The food processing industry and academic institutions are constantly researching and implementing novel technologies, improving existing technologies, and adapting them to new products and new markets. Challenges faced include reducing wastage through increased shelf-life with greater quality retention; better assessment of shelf-life of perishables through the development of novel sensors, intelligent packaging, and accurate monitoring of the cold supply chain; increased energy efficiencies and reduced carbon foot print through equipment and process modeling and optimization; scaling up from laboratory or pilot plant to industrial throughput; incorporating novel nano-scale and other materials into foods, food contact surfaces, or packaging materials; and economically integrating hurdle and combined technologies.

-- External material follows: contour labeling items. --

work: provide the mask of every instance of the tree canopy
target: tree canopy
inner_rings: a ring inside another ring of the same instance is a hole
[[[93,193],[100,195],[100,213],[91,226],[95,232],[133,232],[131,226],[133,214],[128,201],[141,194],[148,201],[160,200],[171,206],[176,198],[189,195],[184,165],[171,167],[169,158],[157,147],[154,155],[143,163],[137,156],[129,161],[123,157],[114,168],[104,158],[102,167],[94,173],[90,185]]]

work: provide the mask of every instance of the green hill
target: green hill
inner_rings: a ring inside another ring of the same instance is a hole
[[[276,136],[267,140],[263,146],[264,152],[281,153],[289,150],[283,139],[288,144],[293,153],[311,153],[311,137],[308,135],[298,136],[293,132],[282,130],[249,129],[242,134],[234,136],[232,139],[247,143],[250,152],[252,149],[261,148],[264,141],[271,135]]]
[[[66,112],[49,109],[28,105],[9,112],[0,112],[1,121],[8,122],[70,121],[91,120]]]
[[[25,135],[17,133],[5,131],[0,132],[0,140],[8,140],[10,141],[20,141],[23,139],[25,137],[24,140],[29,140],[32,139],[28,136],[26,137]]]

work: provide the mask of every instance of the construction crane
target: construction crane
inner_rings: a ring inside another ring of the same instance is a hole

Bridging research to commercial development, whether within food processing companies, equipment and instrumentation companies or from academic institutions is challenging

Three Distinguished Lectures from outstanding professionals identified by the Nonthermal, Packaging, and Food Engineering Divisions will shed light into the current advances and challenges in the design, development, and implementation of novel food processing and packaging technologies. The Distinguished Lecturers will contrast the scientific and technological merits of recent advances to the economic and multidisciplinary constraints of the industry. Reflection on previous success stories and an assessment of current research trends will provide attendees with a holistic perspective of the state-of-the art on emerging technologies. This session is co-sponsored by the Food Science and Technology Honorary Society Phi Tau Sigma.